Choose An Observation Set

Collect the smallest set of signals that answers the question. Prefer host-side files for reports because guest /tmp does not survive reboot.

Question Signals to capture Suggested files Focused proof
Did the system boot far enough? Boot markers, absence of forbidden failure markers support/boot-test.txt, support/serial.log ./tests/boot_test.sh
Which account and authority ran the command? id, login transcript, capability denial line support/guest-id.txt, serial excerpt ./tests/console_login_test.sh, ./tests/cap_enforce_test.sh
What was running and how much memory was visible? ps -f, top -b -n 2 -d 1 support/processes.txt, support/top.txt ./tests/top_test.sh
Did a service become ready? Service-prefixed readiness marker and host-visible check support/serial.log, support/curl-*.txt or support/nc-*.txt Service-specific test
Did AI serving verify the right model and respond? Bundle verification lines, /health, /completion, /metrics support/llm-serve-test.txt, support/llmd-*.txt ./tests/llm_serve_test.sh
Did networking fail before or after the guest service? QEMU network profile, id, readiness marker, host client output support/network-qemu.txt, support/curl-*.txt Relevant networking test
Did an update slot roll back? Stage/activate/confirm output, loader slot markers, boot-attempt lines support/update-*.txt, support/uefi-serial.log Matching A/B update test
Did the kernel panic or hang? First fatal line, register dump, last healthy marker, QEMU command support/panic-context.txt, support/serial.log Reproducer command plus panic context

Operator Triage Order

When a SwiftOS run looks unhealthy, collect signals in this order before changing the image or rerunning a different profile:

  1. Prove the boot path reached the expected boundary: ./tests/boot_test.sh, make disk-run, or the captured QEMU serial log.

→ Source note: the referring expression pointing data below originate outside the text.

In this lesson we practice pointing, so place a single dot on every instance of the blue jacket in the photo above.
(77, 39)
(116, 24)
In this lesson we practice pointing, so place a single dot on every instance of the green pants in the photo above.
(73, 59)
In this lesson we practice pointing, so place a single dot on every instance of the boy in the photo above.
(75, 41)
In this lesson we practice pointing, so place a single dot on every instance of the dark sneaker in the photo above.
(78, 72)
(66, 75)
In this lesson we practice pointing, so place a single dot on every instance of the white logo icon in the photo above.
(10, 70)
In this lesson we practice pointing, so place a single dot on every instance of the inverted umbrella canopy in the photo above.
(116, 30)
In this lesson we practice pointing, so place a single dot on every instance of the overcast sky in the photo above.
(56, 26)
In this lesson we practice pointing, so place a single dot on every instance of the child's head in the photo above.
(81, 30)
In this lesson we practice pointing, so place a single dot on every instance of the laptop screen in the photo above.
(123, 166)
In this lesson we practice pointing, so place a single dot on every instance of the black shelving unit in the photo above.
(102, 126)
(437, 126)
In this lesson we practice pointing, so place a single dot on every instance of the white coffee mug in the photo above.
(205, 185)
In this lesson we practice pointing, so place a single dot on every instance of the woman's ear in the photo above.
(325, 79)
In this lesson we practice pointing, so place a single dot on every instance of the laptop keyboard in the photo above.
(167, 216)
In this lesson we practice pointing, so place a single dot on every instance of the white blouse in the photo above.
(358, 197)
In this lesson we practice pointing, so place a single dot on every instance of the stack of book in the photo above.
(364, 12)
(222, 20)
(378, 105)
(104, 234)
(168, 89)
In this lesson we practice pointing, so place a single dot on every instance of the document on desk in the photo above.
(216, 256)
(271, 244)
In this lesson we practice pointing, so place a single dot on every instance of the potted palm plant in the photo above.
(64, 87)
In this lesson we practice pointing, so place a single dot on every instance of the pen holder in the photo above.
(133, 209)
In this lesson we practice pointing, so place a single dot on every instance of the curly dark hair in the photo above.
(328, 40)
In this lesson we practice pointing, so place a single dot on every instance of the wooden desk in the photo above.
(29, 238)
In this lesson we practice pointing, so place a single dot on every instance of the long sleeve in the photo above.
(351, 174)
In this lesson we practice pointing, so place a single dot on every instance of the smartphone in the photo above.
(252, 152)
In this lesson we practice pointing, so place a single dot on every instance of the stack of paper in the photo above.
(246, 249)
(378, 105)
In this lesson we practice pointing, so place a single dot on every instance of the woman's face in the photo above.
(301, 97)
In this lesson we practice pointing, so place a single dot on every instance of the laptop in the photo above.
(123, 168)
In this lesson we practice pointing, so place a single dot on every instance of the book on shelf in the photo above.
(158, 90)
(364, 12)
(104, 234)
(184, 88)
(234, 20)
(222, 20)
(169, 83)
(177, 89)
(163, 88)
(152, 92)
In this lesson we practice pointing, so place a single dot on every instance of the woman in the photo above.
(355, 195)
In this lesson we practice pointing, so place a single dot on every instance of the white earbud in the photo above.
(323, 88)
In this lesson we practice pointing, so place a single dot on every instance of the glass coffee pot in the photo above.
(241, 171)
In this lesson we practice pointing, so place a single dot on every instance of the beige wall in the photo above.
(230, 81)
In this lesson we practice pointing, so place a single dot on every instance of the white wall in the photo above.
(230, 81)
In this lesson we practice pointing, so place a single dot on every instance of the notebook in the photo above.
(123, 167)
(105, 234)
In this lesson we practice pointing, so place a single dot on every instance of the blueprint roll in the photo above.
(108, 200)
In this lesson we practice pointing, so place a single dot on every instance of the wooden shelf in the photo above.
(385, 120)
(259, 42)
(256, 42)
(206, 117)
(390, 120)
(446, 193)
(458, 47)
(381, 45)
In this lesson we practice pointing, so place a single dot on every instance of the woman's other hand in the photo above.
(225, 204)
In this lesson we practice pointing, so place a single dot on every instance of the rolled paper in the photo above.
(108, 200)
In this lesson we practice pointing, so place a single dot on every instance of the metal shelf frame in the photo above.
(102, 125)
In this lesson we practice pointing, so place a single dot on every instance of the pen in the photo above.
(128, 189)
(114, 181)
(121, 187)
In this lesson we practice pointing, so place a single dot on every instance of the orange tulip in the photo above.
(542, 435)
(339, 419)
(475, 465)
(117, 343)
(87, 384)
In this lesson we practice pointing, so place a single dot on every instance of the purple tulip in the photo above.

  2. Check the last boot health marker reached. If swift-os login: is absent, stay in the boot-health section below.

  3. After login, record identity and authority:

    id
    
  4. Record process and resource state:

    ps -f
    top -b -n 2 -d 1
    
  5. For a service issue, require both a guest readiness marker and a host-visible check such as curl, a TCP echo, or /health.

  6. For a panic or hang, keep the first fatal line, the previous boot/service markers, the QEMU command, and the exact commit.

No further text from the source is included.